Reads top-to-bottom like a pipeline. pipe(func) lets you slot custom functions into the chain. Resist mutating intermediate variables — chains are easier to refactor.

Advanced: Indexes & Time Series

df = df.set_index("signup").sort_index()
df.loc["2026-01"]                     # all of January
df.resample("W")["sales"].sum()       # weekly sums
df.rolling("7D")["sales"].mean()      # 7-day moving avg

A well-chosen index (especially a sorted datetime) unlocks slicing by date and resample/rolling windows that would be brutal in raw NumPy.

Advanced: Memory & Performance

  • Convert low-cardinality strings to category (df["city"] = df["city"].astype("category")) — huge memory + groupby wins.
  • Downcast numerics: pd.to_numeric(s, downcast="integer").
  • Read only needed columns: pd.read_csv(..., usecols=["a","b"]).
  • Avoid apply with Python functions; prefer column ops, groupby.agg, or NumPy ufuncs.
  • For multi-GB data: use Polars (lazy, columnar, extremely fast) or DuckDB (SQL on parquet); switch back to pandas only at the boundaries.
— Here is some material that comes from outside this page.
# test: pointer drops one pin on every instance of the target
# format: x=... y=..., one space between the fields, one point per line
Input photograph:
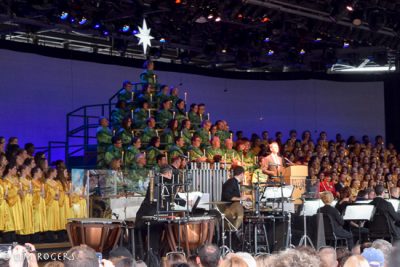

Advanced: When *Not* to Use pandas

  • Tiny scripts (< 100 rows) — a list of dicts is simpler.
  • Streaming / out-of-memory data — Polars, Dask, DuckDB.
  • Heavy SQL transforms — just run SQL.
  • Tensor maths / ML training — NumPy / PyTorch.
Pandas is for *labelled, in-memory, mixed-type tables*. Use it where it shines.

Practice Path

1. Load any CSV (titanic, iris, your own) and produce a mini report: info, describe, null counts, top 5 rows. 2. Compute a per-group mean using groupby(...).agg(...) and verify with a vectorised mask. 3. Convert a slow for-loop transformation into a method chain (assign + boolean masks). 4. Save a DataFrame to parquet, reload it, and confirm dtypes survive (csv would lose them).